The bank added : “The total £1,150 million provision, including £450 million provided in 2023, represents the Group’s best estimate of the potential impact, including both redress and operational costs, but notes that there is a significant level of uncertainty in terms of the final outcome. As a result, the final financial impact could differ materially to the amount provided.”

In its results, Lloyds reported improved performance, with growth following the acquisition of Tusker in 2023 and higher average vehicle rental values. Net fee and commission income in the latest financial results was £1,759 million compared to £1,831 million in 2023.

Matt Britzman, senior equity analyst, Hargreaves Lansdown, said: “Lloyds has capped off a strong year with a clouded fourth-quarter result, setting aside a hefty £700m provision for potential charges related to the ongoing motor finance saga. While you could argue the provision is overly cautious, Lloyds holds the largest exposure of any major UK bank, and the outcome remains uncertain.”

Last week Barclays announced in its financial results a £90 million provision for potential car finance compensation claims.
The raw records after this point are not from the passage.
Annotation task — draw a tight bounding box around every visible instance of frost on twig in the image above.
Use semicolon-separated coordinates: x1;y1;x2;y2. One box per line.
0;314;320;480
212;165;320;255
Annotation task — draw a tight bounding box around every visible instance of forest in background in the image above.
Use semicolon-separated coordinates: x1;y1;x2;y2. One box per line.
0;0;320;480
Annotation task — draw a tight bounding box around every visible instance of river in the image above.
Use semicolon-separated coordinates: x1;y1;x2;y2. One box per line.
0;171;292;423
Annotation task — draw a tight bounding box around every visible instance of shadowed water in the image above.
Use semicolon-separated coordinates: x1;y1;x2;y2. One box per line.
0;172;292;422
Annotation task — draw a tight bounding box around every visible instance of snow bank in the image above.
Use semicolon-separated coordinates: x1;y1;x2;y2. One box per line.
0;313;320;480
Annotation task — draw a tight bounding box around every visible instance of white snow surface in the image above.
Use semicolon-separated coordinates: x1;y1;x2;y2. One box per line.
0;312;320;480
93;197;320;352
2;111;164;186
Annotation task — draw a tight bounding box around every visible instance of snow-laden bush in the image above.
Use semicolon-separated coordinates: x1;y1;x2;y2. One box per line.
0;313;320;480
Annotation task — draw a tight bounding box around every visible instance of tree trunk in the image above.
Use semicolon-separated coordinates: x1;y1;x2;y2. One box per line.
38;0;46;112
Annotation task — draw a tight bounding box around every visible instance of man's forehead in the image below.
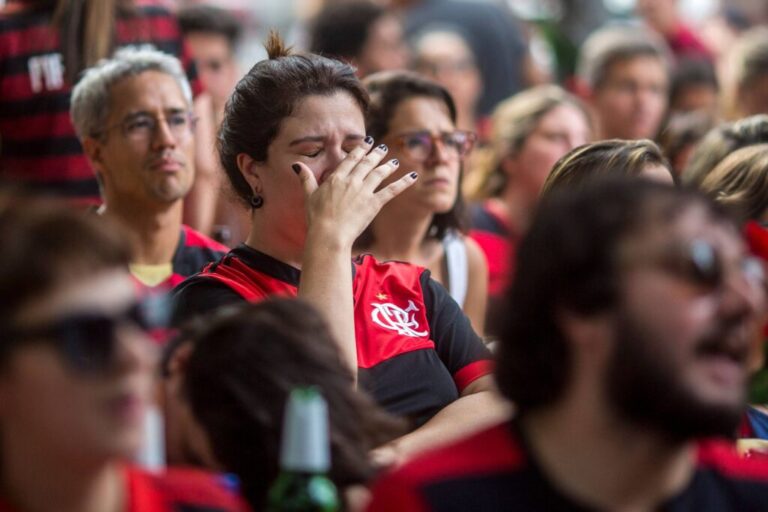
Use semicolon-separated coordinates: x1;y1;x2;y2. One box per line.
632;204;745;254
109;70;190;113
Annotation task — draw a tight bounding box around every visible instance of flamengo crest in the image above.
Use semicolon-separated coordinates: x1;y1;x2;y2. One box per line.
371;300;429;338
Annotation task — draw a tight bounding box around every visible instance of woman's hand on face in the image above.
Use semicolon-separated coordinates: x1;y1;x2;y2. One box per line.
292;138;418;248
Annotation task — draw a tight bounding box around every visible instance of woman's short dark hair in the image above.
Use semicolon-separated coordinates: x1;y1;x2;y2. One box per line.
496;176;733;415
541;139;672;198
0;194;130;325
309;0;387;62
218;32;368;205
184;299;400;510
358;71;464;246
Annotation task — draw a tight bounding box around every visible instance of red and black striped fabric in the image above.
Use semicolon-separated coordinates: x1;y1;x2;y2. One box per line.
0;467;250;512
0;1;201;205
174;245;492;426
368;423;768;512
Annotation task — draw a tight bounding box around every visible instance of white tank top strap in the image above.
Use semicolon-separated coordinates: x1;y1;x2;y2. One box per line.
443;231;469;307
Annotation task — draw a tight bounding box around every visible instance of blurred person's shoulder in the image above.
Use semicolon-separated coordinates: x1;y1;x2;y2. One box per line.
368;422;528;512
128;468;249;512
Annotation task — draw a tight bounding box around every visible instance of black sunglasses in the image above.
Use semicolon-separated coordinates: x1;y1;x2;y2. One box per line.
628;238;766;290
0;297;167;375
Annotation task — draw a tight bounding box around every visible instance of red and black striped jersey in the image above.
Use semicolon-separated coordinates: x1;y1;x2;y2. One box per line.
368;423;768;512
0;467;249;512
469;198;515;297
174;245;491;425
0;1;201;205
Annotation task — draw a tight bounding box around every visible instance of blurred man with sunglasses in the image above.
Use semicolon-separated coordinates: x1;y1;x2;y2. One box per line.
370;180;768;512
0;198;243;512
71;49;227;328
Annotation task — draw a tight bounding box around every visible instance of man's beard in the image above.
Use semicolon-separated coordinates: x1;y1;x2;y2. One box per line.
606;313;745;443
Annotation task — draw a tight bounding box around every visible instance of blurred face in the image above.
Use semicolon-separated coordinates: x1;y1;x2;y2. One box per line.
416;33;481;125
606;208;765;440
246;91;365;245
383;96;463;213
86;71;194;205
0;270;154;465
592;56;668;140
502;103;592;203
355;15;408;77
185;32;238;107
737;74;768;117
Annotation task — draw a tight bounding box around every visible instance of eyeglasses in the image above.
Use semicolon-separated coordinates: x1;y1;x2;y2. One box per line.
0;299;164;375
624;238;766;290
97;112;197;142
396;130;477;161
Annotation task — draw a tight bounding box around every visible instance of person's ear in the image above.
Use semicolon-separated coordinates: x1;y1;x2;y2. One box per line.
236;153;265;194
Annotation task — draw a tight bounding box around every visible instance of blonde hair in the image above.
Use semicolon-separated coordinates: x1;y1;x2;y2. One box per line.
701;144;768;222
465;84;592;199
541;139;672;198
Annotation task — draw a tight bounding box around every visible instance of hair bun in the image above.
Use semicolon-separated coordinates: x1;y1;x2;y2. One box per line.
264;30;293;60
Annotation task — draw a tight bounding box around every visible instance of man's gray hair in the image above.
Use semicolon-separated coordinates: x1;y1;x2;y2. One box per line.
576;24;672;89
69;47;192;138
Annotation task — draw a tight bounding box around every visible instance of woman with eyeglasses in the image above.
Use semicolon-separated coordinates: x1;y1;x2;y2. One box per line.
0;198;245;512
355;71;488;334
175;35;505;459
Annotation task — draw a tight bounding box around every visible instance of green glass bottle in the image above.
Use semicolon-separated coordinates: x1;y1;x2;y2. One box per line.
267;387;341;512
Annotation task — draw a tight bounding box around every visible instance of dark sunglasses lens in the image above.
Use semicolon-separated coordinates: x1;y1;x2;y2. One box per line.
689;240;723;288
60;316;116;374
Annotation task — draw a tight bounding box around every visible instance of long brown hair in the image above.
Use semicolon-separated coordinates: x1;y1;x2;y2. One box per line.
53;0;133;83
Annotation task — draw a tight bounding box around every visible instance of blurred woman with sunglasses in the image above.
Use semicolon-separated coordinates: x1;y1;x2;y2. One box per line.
175;35;503;464
0;199;244;512
355;71;488;334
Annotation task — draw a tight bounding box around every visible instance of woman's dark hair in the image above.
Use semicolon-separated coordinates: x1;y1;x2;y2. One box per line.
357;71;464;247
48;0;135;84
669;57;720;110
184;299;400;510
659;110;717;178
496;176;733;415
682;114;768;187
218;32;368;205
0;194;130;332
541;139;674;198
309;1;387;62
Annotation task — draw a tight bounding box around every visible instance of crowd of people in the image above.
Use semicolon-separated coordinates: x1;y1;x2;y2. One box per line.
0;0;768;512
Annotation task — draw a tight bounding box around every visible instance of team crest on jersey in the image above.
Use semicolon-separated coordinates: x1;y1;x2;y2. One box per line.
371;300;429;338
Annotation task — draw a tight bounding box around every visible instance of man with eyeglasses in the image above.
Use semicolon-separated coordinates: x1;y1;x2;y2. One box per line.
70;49;227;328
0;197;245;512
369;180;768;512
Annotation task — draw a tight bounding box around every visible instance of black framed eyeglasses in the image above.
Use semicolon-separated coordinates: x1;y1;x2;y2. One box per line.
395;130;477;161
96;111;197;142
0;297;166;375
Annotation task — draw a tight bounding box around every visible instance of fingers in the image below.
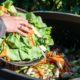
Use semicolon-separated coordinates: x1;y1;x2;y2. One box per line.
19;25;31;33
17;29;27;37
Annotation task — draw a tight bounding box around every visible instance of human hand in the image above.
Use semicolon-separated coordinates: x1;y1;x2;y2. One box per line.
1;15;32;36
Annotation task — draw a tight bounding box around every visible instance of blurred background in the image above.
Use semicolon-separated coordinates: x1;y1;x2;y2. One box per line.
13;0;80;14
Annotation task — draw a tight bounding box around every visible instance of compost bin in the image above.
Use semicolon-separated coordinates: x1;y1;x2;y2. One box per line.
0;11;80;80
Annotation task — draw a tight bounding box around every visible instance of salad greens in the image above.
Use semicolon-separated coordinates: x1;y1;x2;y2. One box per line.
0;0;54;61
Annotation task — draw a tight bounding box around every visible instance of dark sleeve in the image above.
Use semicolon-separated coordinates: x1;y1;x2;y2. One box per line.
0;17;6;37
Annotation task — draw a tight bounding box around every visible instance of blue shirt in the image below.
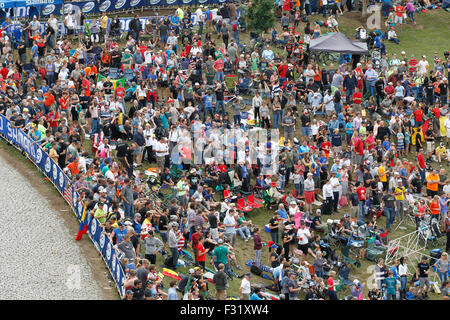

The bank is one of the lenders involved in the three cases to be heard at the Supreme Court appeal in April. Barclays lost an earlier judicial review at the High Court, where the bank sought to challenge the Financial Ombudsman Service’s (FOS) decision to uphold a complaint in a car finance arrangement involving a DCA. The payment formed part of a finance agreement between Clydesdale Financial Services, trading as Barclays Partner Finance, and Jenna Lewis, when she bought a second-hand car in 2018 from the dealership Arnold Clark

Other lenders to have announced provisions for potential car finance challenges include Close Brothers, which has set aside up to £165 million, while Santander reserved £295 million in its quarterly results in November.